BAĞ KURARAK ÖĞRENMEK

Sanatçı: Alara Dizdaroğlu -
Sanatçı: Alara Dizdaroğlu, Nisan 2020, Maskeler- Bağlar Karışık Teknik

  İlkokulu yeni bitirdiğim 1979 yılında, şimdinin 6. sınıfında, haftada iki saat rehberlik dersimiz olurdu. Hala böyle bir ders var mı okullarda bilemiyorum. İstenen etkinlik sağlanamasa da önemli bir saat dilimiydi. Rehberlik hocamız, başarılı öğrencilerin başarı sırlarını paylaşmalarını istemişti. Kısa bir anket sonrası sınıfta şöyle bir sonuç çıkmıştı. Ne muazzam disiplin, ne uzun çalışma saatleri ne de üstün zeka, başarının ardındaki sırdı. Başarının ardında ki birinci öğe okulda öğrendiklerimizin yaşadığımız hayat ile bir bağ kurma becerimize bağlıydı. Bağ kurduğumuz bilgi kalıcıydı. Diğer öğrenilen şeyler bağlantı kurulamamışsa sınavdan sonra unutulup gitmekteydi. ikinci öğe çok ve disiplinle çalışmak, sonra doğum aylarımız, şans faktörü diye sıralanıyordu. Öğrenme psikolojisi ile ilgilenenler bu konu üzerinde çalışıyorlar. Her insan farklı yollardan öğrenip bağ kurar beyin her bireye özel eşsiz bir yönetim merkezi. Kendi nasıl bağ kurduğunuzu kendiniz keşfedebilirsiniz. Belki biraz da çocuklarınıza yardımcı olabilirsiniz.
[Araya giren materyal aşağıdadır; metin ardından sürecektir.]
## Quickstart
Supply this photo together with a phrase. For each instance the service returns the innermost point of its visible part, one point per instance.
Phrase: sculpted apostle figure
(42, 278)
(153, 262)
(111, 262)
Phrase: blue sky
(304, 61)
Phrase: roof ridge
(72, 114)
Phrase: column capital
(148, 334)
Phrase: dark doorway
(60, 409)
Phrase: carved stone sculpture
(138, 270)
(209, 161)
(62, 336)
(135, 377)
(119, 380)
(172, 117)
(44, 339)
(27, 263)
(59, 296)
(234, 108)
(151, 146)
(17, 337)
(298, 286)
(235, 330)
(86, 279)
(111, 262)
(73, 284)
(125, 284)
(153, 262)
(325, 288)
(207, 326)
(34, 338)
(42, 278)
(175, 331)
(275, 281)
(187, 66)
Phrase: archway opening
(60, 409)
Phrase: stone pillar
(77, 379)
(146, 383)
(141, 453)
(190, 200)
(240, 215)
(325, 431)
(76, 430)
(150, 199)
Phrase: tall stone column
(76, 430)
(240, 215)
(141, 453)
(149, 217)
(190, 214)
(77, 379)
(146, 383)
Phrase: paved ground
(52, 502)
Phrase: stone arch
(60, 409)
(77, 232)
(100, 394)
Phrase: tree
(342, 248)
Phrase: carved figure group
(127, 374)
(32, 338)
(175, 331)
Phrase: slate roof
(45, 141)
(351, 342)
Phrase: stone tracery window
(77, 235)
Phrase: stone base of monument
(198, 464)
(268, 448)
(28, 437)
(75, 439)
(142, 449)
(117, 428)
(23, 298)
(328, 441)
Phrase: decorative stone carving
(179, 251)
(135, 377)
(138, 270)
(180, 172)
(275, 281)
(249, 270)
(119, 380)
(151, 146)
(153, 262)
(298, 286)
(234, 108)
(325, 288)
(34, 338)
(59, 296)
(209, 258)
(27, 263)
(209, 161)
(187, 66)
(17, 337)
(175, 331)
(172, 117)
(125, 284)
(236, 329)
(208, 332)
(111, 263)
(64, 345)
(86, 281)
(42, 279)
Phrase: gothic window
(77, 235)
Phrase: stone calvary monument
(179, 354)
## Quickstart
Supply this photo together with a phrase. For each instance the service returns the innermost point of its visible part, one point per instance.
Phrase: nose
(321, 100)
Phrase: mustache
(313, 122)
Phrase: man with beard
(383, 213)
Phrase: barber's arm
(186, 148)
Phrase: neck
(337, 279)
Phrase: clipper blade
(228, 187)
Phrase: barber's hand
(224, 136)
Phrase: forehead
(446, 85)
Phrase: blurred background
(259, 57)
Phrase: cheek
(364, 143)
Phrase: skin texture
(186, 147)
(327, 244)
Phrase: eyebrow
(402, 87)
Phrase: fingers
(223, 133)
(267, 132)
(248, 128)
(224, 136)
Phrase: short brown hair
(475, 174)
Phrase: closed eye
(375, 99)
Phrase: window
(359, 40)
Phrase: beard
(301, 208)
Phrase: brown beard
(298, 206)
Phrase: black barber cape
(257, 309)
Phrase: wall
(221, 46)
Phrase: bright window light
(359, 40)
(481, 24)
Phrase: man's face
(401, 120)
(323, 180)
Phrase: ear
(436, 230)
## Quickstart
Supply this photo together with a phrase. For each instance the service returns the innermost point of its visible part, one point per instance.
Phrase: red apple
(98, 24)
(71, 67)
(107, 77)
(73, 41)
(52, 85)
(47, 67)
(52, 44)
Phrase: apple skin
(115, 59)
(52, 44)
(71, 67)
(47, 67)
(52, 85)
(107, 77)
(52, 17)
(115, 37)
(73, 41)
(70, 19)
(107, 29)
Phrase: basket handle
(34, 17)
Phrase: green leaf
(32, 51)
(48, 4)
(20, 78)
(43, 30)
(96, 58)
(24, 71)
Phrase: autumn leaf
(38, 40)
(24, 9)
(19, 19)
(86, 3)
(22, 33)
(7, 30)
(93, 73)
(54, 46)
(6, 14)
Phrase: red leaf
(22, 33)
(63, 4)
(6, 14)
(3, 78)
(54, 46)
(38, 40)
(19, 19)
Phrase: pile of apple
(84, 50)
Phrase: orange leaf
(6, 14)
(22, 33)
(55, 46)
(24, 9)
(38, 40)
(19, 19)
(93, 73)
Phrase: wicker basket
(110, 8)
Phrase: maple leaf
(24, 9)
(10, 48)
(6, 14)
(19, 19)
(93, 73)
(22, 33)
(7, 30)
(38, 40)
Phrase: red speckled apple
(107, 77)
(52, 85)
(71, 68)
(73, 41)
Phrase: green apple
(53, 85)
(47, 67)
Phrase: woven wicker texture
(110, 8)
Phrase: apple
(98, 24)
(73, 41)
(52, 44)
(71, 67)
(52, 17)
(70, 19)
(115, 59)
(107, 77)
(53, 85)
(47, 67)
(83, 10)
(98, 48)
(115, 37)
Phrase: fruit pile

Malcolm Cladwell'in çok popüler olan Outliers kitabında da bahsedilen 10 bin saat uzmanlaşma süresi, doğum ayınız, doğru zaman, doğru yer şans vs faktörler uzun uzun örneklenir. Ama bağ kurabilme konusu üzerinde durulmaz. Yemeğin püf noktasını söylemeyen tarifler gibi öğrenmeye ve okulda başarıya giden yolda rekabette avantajı saklamak için mi yapılır bilemiyorum. Çevremdeki pek çok çocukta kendi gözlemlerim üzerine yazıyorum. Okulda öğrendiğini doğada gören çocuğun, ilgisi uyanır ve merak eder. Böylelikle öğrenme yolunda ilk adımı atar. Matematik ve Fen konularının çoğu çocuğa korkunç görünmesinin sebebi soyut kalmalarıdır. 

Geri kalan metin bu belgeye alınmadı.